日本市場が縮小する一方で、米国は人口増加と経済規模の大きさから住宅需要の底堅さが期待できます。
実際、米国の年間住宅着工件数は直近で約140万戸規模とされ、日本の約82万戸(2023年)を大きく上回っています。
こうした市場の大きさと成長性に着目し、大和ハウスは2011年に米国住宅事業へ再参入しました。
参考:https://housing-news.build-app.jp/article/30201/
参考:https://www.nahb.org/news-and-economics/press-releases/2025/01/housing-starts-end-2024-on-an-up-note
戸建て住宅ビルダーの買収と育成
具体的な展開として、同社は米国で戸建て住宅ビルダーの買収と育成を進めています。
2017年に米バージニア州の住宅会社スタンレー・マーティン社を買収したのを皮切りに、合計3社のハウスビルダーを傘下に収め、現在は米国12州で戸建て住宅開発を展開しています。
その成果もあって、2023年度には米国で6,568戸の戸建て住宅を供給し、同事業の売上高は4,721億円に達しました。
さらに同社は2026年度までに海外事業の売上高1兆円を目標に掲げており、その約73%を米国で稼ぐ計画です。
戸建て供給戸数も年1万戸超に引き上げるべく、生産体制の強化や部材のグループ購買によるコスト削減など効率化策を進めています。
参考:大手ハウスメーカーの海外展開。日本の住宅がなぜアメリカで売れるのか?【住宅業界NEWS】
米大手企業との共同事業で物流インフラの取り込み
大和ハウスの米国戦略は単に戸建て住宅の販売戸数を伸ばすことに留まりません。事業の多角化がキーワードです。
2024年には、米国で初となる物流施設の開発プロジェクト「ブルーリッジ・コマースセンター」(テキサス州ヒューストン近郊、平屋建て物流倉庫5棟、延床約12.5万㎡)に着手しました。
これは米大手デベロッパーのトラメル・クローカンパニー社との共同事業で、大和ハウスグループの現地法人(ダイワハウス・テキサス)を通じて推進しています。

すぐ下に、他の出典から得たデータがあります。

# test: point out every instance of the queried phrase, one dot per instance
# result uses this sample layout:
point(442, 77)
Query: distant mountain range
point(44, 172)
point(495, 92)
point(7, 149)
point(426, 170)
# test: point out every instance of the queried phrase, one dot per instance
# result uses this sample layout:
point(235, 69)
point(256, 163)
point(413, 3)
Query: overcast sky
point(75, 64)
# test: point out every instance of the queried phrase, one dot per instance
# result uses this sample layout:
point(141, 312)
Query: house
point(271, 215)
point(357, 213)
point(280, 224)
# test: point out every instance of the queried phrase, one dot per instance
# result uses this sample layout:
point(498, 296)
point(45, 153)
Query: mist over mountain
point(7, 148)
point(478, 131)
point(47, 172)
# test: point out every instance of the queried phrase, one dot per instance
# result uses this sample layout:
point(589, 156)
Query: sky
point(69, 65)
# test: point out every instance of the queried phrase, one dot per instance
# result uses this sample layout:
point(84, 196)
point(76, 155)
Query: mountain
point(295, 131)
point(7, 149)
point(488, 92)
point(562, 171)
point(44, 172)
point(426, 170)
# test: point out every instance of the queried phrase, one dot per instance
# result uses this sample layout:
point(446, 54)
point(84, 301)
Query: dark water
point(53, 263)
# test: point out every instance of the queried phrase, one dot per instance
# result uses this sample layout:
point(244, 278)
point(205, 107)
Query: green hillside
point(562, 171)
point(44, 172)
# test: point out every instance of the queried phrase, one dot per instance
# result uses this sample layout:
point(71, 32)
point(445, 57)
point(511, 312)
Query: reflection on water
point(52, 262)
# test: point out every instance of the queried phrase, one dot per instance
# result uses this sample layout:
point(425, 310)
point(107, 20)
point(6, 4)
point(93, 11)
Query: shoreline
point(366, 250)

物流施設開発への進出は、EC市場拡大などで需要が高まる物流インフラ分野を取り込み、収益源を多様化する狙いがあります。
参考:「Blue Ridge Commerce Center(ブルーリッジコマースセンター)」着工
賃貸住宅市場への参入
さらに、賃貸住宅(マルチファミリー)市場への参入も見逃せません。
大和ハウスは2024年11月、米国の大手賃貸住宅デベロッパーであるアライアンス・レジデンシャル社(本社:アリゾナ州)に35%出資し、同社を持分法適用関連会社としました。
アライアンス社は全米16州で賃貸住宅の開発・建設を手掛ける業界最大級の企業であり、この提携によって大和ハウスは米国の賃貸住宅分野に本格的に足場を築いたことになります。

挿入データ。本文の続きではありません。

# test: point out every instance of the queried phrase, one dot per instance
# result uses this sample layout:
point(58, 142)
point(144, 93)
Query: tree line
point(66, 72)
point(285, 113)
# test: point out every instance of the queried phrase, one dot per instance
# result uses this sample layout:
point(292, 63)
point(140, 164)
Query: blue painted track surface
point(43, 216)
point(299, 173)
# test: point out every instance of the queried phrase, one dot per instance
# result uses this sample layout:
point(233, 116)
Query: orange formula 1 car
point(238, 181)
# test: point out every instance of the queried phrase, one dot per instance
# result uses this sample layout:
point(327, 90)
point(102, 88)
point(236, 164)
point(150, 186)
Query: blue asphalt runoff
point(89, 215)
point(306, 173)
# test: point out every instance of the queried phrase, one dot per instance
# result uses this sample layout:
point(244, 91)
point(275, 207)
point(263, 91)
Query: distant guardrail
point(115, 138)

これにより、米国では「戸建て住宅販売」+「賃貸住宅開発」+「物流施設開発」という三本柱で事業を多角化させ、景気変動や市場ニーズの変化に強い体制を整えつつあります。
また将来的には、商業施設やデータセンター開発への参画も視野に入れており、グローバル展開の中で培ったノウハウを活かして収益機会を拡大していく方針です。
このように、国内では縮小する住宅市場を補うため、米国での事業ポートフォリオを拡充している点が大和ハウスの戦略の肝と言えます。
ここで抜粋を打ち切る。